Source code for eval_framework.tasks.benchmarks.zero_scrolls

import re
from typing import Any

from eval_framework.metrics.completion.exponential_similarity import ExponentialSimilarity
from eval_framework.metrics.completion.f1 import F1
from eval_framework.metrics.completion.rouge_geometric_mean import ROUGE_GEOMETRIC_MEAN
from eval_framework.metrics.loglikelihood.accuracy_loglikelihood import (
    AccuracyLoglikelihood,
)
from eval_framework.tasks.base import BaseTask, Language, ResponseType, Sample
from eval_framework.tasks.utils import get_n_letters



[docs]
class ZERO_SCROLLS_QUALITY(BaseTask[str]):
    """ZeroSCROLLS dataset: https://huggingface.co/datasets/tau/zero_scrolls"""

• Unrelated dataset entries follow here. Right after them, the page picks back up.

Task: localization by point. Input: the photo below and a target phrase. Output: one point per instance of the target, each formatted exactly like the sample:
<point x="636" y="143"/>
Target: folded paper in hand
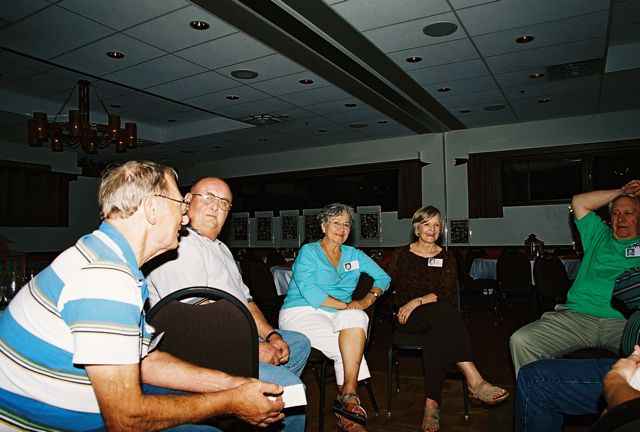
<point x="293" y="396"/>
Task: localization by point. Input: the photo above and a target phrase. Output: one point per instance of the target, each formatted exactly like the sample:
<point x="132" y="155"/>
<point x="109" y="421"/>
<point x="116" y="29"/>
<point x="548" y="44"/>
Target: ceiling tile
<point x="368" y="14"/>
<point x="36" y="34"/>
<point x="120" y="14"/>
<point x="156" y="71"/>
<point x="175" y="32"/>
<point x="194" y="85"/>
<point x="93" y="60"/>
<point x="228" y="50"/>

    NAME = "ZeroSCROLLS QuALITY"
    DATASET_PATH = "tau/zero_scrolls"
    HF_REVISION = "dc63b23022752816989b0666a366c0b0195ccc4b"
    SAMPLE_SPLIT = "validation"
    FEWSHOT_SPLIT = "validation"
    RESPONSE_TYPE = ResponseType.LOGLIKELIHOODS
    METRICS = [AccuracyLoglikelihood]
    SUBJECTS = ["quality"]

    PERTURBATION_UNMODIFIABLE_WORDS = ["Answer"]
    LANGUAGE = Language.ENG

    def __init__(self, num_fewshot: int = 0) -> None:
        assert num_fewshot == 0, "ZeroSCROLLS QuALITY only supports zero fewshot examples"
        super().__init__(num_fewshot)
        self.keys = get_n_letters(4)

    def _get_instruction_text(self, item: dict[str, Any]) -> str:
        query_end_index = item["query_end_index"]
        return f"{item['input'][:query_end_index]}\n\n"

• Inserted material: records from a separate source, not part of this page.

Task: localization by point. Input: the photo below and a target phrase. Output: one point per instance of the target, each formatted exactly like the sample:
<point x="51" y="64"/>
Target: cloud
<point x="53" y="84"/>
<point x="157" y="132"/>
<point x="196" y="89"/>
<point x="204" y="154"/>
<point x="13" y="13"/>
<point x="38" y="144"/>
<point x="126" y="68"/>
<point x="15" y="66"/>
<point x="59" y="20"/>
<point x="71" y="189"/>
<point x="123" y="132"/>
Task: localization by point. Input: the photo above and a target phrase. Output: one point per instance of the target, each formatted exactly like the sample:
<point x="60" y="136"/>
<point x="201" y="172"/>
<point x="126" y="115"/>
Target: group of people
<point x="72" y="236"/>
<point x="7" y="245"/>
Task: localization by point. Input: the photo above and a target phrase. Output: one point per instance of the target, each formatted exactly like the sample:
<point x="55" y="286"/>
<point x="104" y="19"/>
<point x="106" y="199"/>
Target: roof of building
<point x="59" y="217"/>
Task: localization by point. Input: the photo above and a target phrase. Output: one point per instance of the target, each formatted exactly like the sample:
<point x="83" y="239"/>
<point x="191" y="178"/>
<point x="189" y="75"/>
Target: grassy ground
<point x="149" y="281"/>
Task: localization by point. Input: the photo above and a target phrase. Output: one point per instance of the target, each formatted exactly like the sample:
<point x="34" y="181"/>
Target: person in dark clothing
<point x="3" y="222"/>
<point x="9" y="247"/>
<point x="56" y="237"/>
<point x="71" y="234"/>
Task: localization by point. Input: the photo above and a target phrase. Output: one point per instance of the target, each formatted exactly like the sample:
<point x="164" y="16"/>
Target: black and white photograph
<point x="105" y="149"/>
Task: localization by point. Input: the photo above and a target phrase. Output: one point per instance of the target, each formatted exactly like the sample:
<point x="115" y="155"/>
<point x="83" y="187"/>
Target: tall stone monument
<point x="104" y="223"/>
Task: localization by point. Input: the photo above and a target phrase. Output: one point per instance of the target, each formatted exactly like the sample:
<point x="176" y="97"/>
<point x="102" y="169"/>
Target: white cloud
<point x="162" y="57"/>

    def _get_cue_text(self, item: dict[str, Any]) -> str:
        return "Answer:"

    def _get_ground_truth(self, item: dict[str, Any]) -> str | None:
        return f" {item['output']}"

    def _get_possible_completions(self, item: dict[str, Any]) -> list[str] | None:
        return [f" {key}" for key in self.keys]




[docs]
class ZERO_SCROLLS_COMPLETION(BaseTask[str]):
    """ZeroSCROLLS dataset: https://huggingface.co/datasets/tau/zero_scrolls"""

    DATASET_PATH = "tau/zero_scrolls"
    HF_REVISION = "dc63b23022752816989b0666a366c0b0195ccc4b"
    SAMPLE_SPLIT = "validation"
    FEWSHOT_SPLIT = "validation"
    RESPONSE_TYPE = ResponseType.COMPLETION

    def _get_ground_truth(self, item: dict[str, Any]) -> str | None:
        return item["output"]




[docs]
class ZERO_SCROLLS_GOV_REPORT(ZERO_SCROLLS_COMPLETION):
    NAME = "ZeroSCROLLS GovReport"
    METRICS = [ROUGE_GEOMETRIC_MEAN]
    SUBJECTS = ["gov_report"]
    PERTURBATION_UNMODIFIABLE_WORDS = ["Summary"]

    def __init__(self, num_fewshot: int = 0) -> None:
        assert num_fewshot == 0, "ZeroSCROLLS GovReport only supports zero fewshot examples"
        super().__init__(num_fewshot)

    def _get_instruction_text(self, item: dict[str, Any]) -> str:
        query_end_index = item["query_end_index"]
        return f"{item['input'][:query_end_index]}Summary:"




[docs]
class ZERO_SCROLLS_QMSUM(ZERO_SCROLLS_COMPLETION):
    NAME = "ZeroSCROLLS QMSum"
    METRICS = [ROUGE_GEOMETRIC_MEAN]
    SUBJECTS = ["qmsum"]
    PERTURBATION_UNMODIFIABLE_WORDS = ["Answer"]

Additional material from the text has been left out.